The first quarter of the year is the biggest season for many clubs as New Year's resolution-makers try to make good, and Bally isn't the only club -- only perhaps one of the biggest -- to try to take advantage of it via the boob tube.

The ad campaign for Bally (NYSE: BFT) will unveil this week and is titled "The Beautiful Pain," which the company says "leverages humor, humanity and physical results, capturing the passionate feelings only offered by the Bally experience." Debuting will be two 30-second spots, titled "Stories" and "Crosswalk," which were developed by Foote, Cone & Belding, Chicago.

SNEWS View: Bally likely hopes that this campaign, its potential to attract more members or even customers for Bally products, and the inevitable January rush will shift attention from Bally's rather sudden management changes, dropping stock prices as a result, and possible sale, while also pumping up revenues and profits. With Hillman suddenly "retiring" per a Dec. 11 announcement and Paul Toback stepping in as CEO, stock prices took a dive, falling nearly 20 percent in 24 hours. They still haven't totally recovered as of Dec. 23, hovering close to 7.00 from a close the day before the announcement of 8.51.
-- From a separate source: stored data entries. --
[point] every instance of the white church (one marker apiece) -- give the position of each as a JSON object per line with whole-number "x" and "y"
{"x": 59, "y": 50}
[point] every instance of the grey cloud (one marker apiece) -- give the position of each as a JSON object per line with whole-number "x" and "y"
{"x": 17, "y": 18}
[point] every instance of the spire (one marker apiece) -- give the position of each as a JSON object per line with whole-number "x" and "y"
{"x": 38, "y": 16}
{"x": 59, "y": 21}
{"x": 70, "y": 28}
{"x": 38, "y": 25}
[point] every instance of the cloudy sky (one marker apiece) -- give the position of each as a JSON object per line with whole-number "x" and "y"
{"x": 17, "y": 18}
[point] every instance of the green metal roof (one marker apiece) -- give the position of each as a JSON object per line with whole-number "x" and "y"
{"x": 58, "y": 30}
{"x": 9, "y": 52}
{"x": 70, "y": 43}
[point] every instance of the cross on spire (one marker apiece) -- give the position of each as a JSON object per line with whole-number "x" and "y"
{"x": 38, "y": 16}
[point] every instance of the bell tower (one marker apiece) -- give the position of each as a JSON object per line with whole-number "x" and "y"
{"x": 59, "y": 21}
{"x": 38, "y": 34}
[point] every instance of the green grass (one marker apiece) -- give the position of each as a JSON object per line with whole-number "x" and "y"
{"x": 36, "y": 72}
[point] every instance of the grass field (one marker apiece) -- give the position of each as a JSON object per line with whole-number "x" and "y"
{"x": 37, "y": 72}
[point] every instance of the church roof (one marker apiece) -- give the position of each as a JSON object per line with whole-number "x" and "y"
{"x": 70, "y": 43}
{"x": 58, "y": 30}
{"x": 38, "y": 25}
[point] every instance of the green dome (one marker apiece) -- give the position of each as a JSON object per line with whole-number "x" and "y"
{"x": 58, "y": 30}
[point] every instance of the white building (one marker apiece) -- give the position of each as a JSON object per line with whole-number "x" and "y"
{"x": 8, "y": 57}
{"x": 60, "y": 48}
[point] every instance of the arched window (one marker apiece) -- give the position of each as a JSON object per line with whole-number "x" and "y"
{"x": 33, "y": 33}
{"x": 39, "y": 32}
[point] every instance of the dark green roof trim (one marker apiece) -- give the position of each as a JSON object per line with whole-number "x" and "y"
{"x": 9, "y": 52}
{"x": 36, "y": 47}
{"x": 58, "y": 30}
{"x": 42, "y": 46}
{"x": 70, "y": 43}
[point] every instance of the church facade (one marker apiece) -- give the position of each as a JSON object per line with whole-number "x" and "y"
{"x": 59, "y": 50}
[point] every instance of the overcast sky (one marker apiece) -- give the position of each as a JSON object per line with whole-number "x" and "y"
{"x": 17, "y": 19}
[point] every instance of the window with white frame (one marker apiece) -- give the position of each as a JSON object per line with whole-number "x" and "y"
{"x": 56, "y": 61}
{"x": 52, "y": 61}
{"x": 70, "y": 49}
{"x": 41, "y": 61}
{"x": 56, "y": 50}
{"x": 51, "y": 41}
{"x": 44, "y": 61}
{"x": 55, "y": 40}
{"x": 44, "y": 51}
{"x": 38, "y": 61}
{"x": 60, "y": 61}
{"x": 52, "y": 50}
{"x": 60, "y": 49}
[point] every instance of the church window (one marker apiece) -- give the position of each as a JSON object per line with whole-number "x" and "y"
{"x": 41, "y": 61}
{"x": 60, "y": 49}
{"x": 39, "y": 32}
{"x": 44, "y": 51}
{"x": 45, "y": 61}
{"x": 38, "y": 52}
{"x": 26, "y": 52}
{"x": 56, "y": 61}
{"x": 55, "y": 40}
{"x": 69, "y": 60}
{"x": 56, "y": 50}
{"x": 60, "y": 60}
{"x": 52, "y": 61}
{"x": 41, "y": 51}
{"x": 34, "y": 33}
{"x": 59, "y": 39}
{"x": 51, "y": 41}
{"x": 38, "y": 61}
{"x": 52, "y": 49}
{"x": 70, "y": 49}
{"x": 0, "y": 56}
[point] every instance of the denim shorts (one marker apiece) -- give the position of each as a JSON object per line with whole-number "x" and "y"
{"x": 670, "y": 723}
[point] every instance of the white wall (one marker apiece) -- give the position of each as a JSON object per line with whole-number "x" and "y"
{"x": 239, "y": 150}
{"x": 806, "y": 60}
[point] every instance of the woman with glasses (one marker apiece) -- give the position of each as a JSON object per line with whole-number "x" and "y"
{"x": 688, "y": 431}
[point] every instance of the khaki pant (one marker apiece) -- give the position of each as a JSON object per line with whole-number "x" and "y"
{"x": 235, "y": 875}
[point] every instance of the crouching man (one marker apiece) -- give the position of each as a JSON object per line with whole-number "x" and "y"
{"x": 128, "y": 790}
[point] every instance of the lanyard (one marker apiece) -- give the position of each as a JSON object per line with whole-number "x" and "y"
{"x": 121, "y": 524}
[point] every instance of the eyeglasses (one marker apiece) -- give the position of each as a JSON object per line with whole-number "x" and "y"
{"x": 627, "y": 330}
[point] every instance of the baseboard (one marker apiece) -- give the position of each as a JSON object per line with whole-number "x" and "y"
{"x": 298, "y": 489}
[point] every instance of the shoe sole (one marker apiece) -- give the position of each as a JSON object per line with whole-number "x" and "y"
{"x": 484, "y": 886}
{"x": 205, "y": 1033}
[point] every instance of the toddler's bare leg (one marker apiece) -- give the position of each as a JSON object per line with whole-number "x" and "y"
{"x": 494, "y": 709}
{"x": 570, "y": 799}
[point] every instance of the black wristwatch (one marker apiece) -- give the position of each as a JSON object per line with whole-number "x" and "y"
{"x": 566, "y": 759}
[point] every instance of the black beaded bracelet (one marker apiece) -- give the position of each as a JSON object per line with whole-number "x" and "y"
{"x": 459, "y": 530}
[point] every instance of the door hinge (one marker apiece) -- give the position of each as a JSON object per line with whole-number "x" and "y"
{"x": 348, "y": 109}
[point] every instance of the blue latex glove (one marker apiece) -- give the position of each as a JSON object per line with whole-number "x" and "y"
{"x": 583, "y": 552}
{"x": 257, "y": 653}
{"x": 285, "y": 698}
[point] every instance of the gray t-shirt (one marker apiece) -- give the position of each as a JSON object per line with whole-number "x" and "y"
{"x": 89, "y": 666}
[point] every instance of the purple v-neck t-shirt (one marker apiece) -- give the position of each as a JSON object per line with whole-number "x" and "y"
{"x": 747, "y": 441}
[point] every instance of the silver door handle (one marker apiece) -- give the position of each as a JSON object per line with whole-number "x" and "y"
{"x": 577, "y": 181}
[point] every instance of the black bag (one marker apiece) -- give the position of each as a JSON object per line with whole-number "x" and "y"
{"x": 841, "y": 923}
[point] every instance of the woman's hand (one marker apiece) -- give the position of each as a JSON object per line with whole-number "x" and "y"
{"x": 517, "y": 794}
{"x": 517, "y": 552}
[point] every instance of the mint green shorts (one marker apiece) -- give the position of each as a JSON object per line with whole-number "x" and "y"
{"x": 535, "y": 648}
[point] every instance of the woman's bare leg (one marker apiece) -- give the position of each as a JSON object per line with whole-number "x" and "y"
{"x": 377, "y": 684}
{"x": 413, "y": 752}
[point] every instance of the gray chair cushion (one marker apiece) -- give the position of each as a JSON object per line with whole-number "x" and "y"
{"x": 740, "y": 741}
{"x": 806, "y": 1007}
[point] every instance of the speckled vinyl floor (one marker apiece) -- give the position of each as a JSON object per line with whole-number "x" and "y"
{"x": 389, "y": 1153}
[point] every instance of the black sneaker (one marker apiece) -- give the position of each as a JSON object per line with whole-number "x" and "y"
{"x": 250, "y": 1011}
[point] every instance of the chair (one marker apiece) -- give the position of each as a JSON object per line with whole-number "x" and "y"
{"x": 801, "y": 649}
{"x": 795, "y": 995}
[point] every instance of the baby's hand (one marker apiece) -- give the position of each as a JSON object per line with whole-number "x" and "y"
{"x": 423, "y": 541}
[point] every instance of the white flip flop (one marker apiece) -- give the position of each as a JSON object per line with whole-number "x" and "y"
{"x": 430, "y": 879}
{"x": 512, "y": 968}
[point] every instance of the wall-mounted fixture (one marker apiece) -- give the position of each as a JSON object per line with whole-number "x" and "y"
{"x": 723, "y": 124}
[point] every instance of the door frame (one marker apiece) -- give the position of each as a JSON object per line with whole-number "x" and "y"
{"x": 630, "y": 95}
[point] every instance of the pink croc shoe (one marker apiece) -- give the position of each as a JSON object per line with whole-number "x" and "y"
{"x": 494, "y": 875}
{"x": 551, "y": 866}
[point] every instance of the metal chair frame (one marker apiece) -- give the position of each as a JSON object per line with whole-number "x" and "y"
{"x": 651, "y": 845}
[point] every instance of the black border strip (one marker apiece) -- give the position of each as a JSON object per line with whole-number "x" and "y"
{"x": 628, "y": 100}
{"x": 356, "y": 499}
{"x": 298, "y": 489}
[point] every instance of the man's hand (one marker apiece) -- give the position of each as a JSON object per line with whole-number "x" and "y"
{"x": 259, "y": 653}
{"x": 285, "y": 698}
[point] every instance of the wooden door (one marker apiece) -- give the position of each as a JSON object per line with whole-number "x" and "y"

Hillman, 47, had been brought aboard in late 1996 to "turnaround" the ailing and aged chain. And that he did, master-minding a metamorphosis based on aggressive retail, product, programs, e-commerce, and branding strategies, as well as upgraded memberships, renovated clubs and strategic alliances with major corporations. In 1996, operating revenues were $639.2 million, which jumped 15 percent in the following two years to 1998's $742.5 million. Not as if Toback, 39, is a stranger to Bally, having been involved as chief operating officer in many of the company's recent initiatives. Hillman didn't offer personal quotes or insights when he left, leaving the company stating that universal and eyebrow-raising comment that he left "to pursue new challenges and interests" and to spend more time with his family. Now who really believes that one? One problem after the initial boost at Bally was its recent downturn in stock prices, dropping from a 52-week high on April 16 of 24.10. And in its third quarter this year, Bally's profit fell 73 percent to $7.2 million. Toback has been quoted as saying that any changes will be "more evolutionary than revolutionary," whatever that means. It sounds to us as if he has been pushed ahead as another turnaround mastermind who may also find himself "retiring" -- perhaps when the rumored sale actually happens.